Iraq has done everything to frustrate the commission. In the beginning, Baghdad denied that it had either a nuclear or a biological weapons programme. Its nuclear facilities were discovered early on and mostly disabled in 1991. On long-range missiles, Scuds or their derivatives, and chemical weapons Baghdad grossly under-reported the numbers of weapons and related materials that they had.

It took Baghdad until last month to concede that it had had a long-running germ warfare programme in the late 1980s and had produced large quantities of deadly agents, including anthrax. So far, however, it denies ever having progressed into weapons production, a claim that many find unconvincing.

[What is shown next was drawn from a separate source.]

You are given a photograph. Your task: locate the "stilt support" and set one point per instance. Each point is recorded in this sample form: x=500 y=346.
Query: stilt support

Even so, Mr Ekeus has told the Security Council that he believes Iraq to be rid of weapons in the nuclear, ballistic and chemicals categories. Even Britain and the United States, the two council members that have been most forthright on the need to complete the mission utterly before easing sanctions, admit that the endgame may be approaching. "No-one can deny that we are getting there, but exactly when it will all be over is anyone's guess," one senior diplomat conceded this week.

However, in its monitoring role, Unscom is likely to be in business for a very long time.

Mr Ekeus could never be 100 per cent sure that covert weapons research or even manufacturing may not be resuming in another corner of the country.

Even the cameras guarantee nothing: it is amazing what can be done with a Hollywood-style backdrop.